Deli owner charged with bilking seniors of $200K
Updated 12:39 pm, Monday, May 14, 2012
Police Detective Jason Takacs has two thick files filled with paperwork supporting charges that a local deli owner bilked three elderly siblings of more than $200,000.
Takacs credits cooperation among police, People's United Bank, the Fairfield Probate Court and a forensic accountant from the chief state's attorney's office with the Thursday arrest of Carmella Jamshidian, 54, of Madison Avenue, Trumbull. Jamshidian, who owns CJ's Deli on Kings Highway, was charged with first-degree larceny by scheme.
According to Takacs, Jamshidian befriended the three Fairfield seniors -- a brother and two sisters, who were not identified by police -- after overhearing a call they made from a phone at the deli to a lawyer regarding an inheritance in 2009. The deli owner soon befriended the three, who all lived together in a house within walking distance of the deli. The siblings don't drive, Takacs said, and lived simple lives. They never had a checking account, always paying bills with money orders. The sisters also had been appointed as conservators for their brother.
"The siblings inherited a substantial amount of money from a wealthy cousin," Takacs said. "It should have supported them for the rest of their lives."
But "under the guise of friendship, [Jamshidian] helped them with their bills, food, transportation," according to Takacs, driving them to the bank and setting up a tab for them at her deli. The inheritance was paid out to the siblings in several installments and Jamshidian offered to store the checks in the deli safe. She was able through the friendship to gain access to their newly opened bank account, and eventually told the seniors they no longer needed to sign the checks because she could do it for them, police said.

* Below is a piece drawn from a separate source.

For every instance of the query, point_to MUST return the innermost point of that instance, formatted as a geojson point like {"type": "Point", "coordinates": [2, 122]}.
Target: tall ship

A bank employee noticed that "money was flying out of the account," Takacs said, and because there was a conservatorship in place, contacted the Probate Court, where Judge Daniel Caruso put a freeze on the account and contacted police.
"It was an astounding number of checks," Takacs told the Fairfield Citizen. "In a one-year period there were 373 checks drawn on their account. Out of the 373 checks, 356 were written to [Jamshidian], the deli or to cash."
The checks made out to cash were endorsed by Jamshidian. In total, police allege, Jamshidian stole $218,408 from the siblings.
Takacs said Jamshidian declined to be interviewed by police. "I'm pretty sure there are other residents out there who might be victims" of Jamshidian, he said, and urged anyone who believes they may have been taken advantage of by Jamshidian's to call him at 203-254-4840.
A lawyer has been appointed by the Probate Court to file a civil suit to recoup the scammed money for the siblings, who have all been relocated to new living quarters with the assistance of the town's Social Services Department, Tackacs said.
"This was definitely a cooperative effort here," said police Sgt. Suzanne Lussier, a department spokeswoman. "Not only with the criminal element, but the human aspect as well."
Jamshidian was released on a $50,000 bond and is scheduled to appear May 24 in Bridgeport Superior Court.